I’m not sure what I how I can help out with this, but I’d like to volunteer. I’ve got the time right now and can contribute anything from proofreading docs to testing proposed implementations to writing and/or reviewing code.
I’m a long time Python developer and have made a few open source contributions here and there, but I’ve never been involved in something like this, so I’m not really sure how to jump in, but I’m enthusiastic about this proposal and would like to see it implemented.
I’m not sure how the SC could accept this when there’s no consensus from the packaging side about whether it’s even a good idea. But having the PEP hanging around forever in Proposed limbo is clearly causing a lot of confusion in the broader community, so it would be good to get some kind of final resolution, just to stop everyone from having to guess.
Personally I would mark it Rejected (with regret). The goal is great, but there are just too many conflicts between what people want from a low level “run the interpreter on this precise file in this precise environment” tool is now, and a high level “do the right thing for my dev workflow” tool for a single cli command to handle both. And since the python cli is already committed to the former, there’s no way to provide a really good dev workflow in the same tool. A frontend approach like pdm takes is just better all around – and also much safer for evolution and consensus building in a complex area where there’s still active development happening. Once something is part of python it becomes frozen forever and can’t be updated or fixed; frontend tools can be a lot more flexible.
@frostming before Kushal sends this PEP to the SC, did you have any input to provide? Did PDM 2 switch simply because PEP 582 never got accepted and you would happily kept using it if it had (that’s what the PDM 2 post seems to indirectly suggest)? Or was there another reason?
Following from @njs’s comment, I think a node/npm / rust/cargo setup might be the best resolution–when installing Python, the default package manager (let’s call it ppm) is also installed, but it’s a standalone tool with its own release cycle.
If this hypothetical ppm were part of pip, that might be “ideal” since pip is installed along with Python in most (all?) cases already and is the default package manager that most project docs suggest using.
But if ppm can’t be part of pip due to scope or other reasons, perhaps one of the existing package managers could be promoted to the default package manager and always be installed alongside Python.
Of course, like yarn in node land, one could always opt to use an alternative package manager, but this should be a deliberate choice and not something you have to think about unless it’s really necessary.

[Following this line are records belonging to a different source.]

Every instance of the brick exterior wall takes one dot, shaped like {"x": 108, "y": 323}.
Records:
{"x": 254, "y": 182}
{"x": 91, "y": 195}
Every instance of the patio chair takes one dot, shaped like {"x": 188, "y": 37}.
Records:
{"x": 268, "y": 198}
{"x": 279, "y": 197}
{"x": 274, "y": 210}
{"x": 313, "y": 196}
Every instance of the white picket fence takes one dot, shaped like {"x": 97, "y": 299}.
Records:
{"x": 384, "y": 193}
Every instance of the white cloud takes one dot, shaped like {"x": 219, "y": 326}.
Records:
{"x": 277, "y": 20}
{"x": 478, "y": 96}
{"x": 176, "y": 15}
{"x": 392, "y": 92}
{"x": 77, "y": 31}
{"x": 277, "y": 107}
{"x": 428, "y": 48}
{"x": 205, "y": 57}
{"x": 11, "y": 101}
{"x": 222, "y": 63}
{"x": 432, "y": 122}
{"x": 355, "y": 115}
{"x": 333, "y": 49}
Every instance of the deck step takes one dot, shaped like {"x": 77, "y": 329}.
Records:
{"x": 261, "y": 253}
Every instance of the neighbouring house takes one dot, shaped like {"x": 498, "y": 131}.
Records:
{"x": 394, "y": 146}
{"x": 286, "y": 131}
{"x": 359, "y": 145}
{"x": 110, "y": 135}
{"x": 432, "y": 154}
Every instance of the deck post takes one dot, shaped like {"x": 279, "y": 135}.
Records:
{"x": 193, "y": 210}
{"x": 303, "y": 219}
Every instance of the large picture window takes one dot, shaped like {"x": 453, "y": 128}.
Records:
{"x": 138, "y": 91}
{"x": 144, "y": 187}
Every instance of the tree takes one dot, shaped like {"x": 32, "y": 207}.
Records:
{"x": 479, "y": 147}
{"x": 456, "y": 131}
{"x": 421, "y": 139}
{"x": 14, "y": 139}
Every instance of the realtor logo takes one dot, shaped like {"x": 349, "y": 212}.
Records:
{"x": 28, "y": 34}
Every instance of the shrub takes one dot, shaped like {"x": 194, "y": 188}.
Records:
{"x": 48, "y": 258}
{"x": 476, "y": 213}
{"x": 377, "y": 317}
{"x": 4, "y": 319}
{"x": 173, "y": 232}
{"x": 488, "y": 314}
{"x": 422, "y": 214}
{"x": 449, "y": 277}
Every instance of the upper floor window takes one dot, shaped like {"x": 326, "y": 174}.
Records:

Selecting one of the existing tools as the default would be somewhat of a challenge, but I’m starting to think that’s what needs to happen here.
In this scenario, this PEP would still be useful in standardizing the layout of __pypackages__ and so forth so that package management tools have a baseline to build on.
FWIW, I’ve created PEP 704 as an alternative to this PEP, which I will withdraw should this PEP get accepted. It is intended to resolve the same concerns, albeit with a different approach: requiring virtual environments for pip install (and equivalents) and establishing a conventional name for virtual environments.
Personally, I’m ambivalent on which approach is picked between PEP 582 or that proposed PEP.
As much as I wanted to see 582 land, I tend to agree the ecosystem and tooling has evolved in a direction that makes it nearly impossible to fit this in without creating even more confusion.
I’ve read that venv are best practice, but as a casual user of python (mainly small scripts for business related problems) - I may not program for 1/2 a year, only to dig back in when something is easier done than in excel. I struggle enough just creating a solution with the std lib / learning how to use the libraries I pip install.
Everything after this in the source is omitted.